On 09/22/2011 11:36 AM, Peter Lammich wrote:
Perhaps we should start using a standardized process for phasing out
legacy theorems, like moving them into a separate theory file
"Legacy.thy" that would not be imported by default, and would be
cleared out after each release. When upgrading Isabelle, users could
import Legacy.thy as needed to get their theories working, and then
work gradually to eliminate the dependencies on it. What do you think?

If one tries to follow Brian's idea, even with the Legacy.thy, there is still no guarantees that by importing the theory, everything works as with the release before. For some incompatible changes, retaining compatibility within another theory is larger than the change itself.

But for the special case of phasing out legacy theorems, it might work, but then I would only restrict this Legacy theory to selected theories (maybe everything within HOL-Plain or even less).

This is an old problem, and we have some partial solutions to it that are reasonably established in Isabelle/ML at the least.

It is generally hard to assemble all legacy stuff in a single central "Legacy" module (or theory), because legacy stuff also needs to observe certain dependencies. In ML structure Misc_Legacy is close to that idea of central collection point, but it is only used maybe for 30% of the hard legacy stuff from Isabelle/Pure. Apart from that, naming conventions like "legacy_foo" and the well-known legacy warnings are used to make clear what is the situation.
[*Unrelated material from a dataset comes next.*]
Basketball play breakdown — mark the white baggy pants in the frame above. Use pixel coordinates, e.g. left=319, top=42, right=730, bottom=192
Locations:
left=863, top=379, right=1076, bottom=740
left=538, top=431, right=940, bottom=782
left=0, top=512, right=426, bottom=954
For theory content we occasionally have "Old_Foo" entries for larger modules. For smaller collection it was up to the discretion of the maintainer what to do, and this is probably the case here. So the people behind this lattice modernization effort should have a feeling if it is worth to introduce some HOL/Library/Old_Lattices.thy or similar.


In Java, there is a "deprecated" flag for such issues. Isabelle could
then issue
a warning whenever using a deprecated lemma --- like the "legacy"-warnings
it already issues when using some deprecated features (recdef, etc.)

You are assuming that you could flag theorems, and all tools know what these flags should actually mean, and if they use them.
That's technically quite difficult to achieve.

In principle we have similar flags for name space entries already, e.g. "concealed". Having an official legacy status (also in the Proper IDE) is probably easy to implement, but the main work is maintaining the actual annotations in the libraries. My impression is that the traditional approach is to clear out old material quickly, so that the issue only arises in a weak sense. (In contrast, the Java standard library is famous for being strictly monotonic, where deprecated stuff is never disposed.)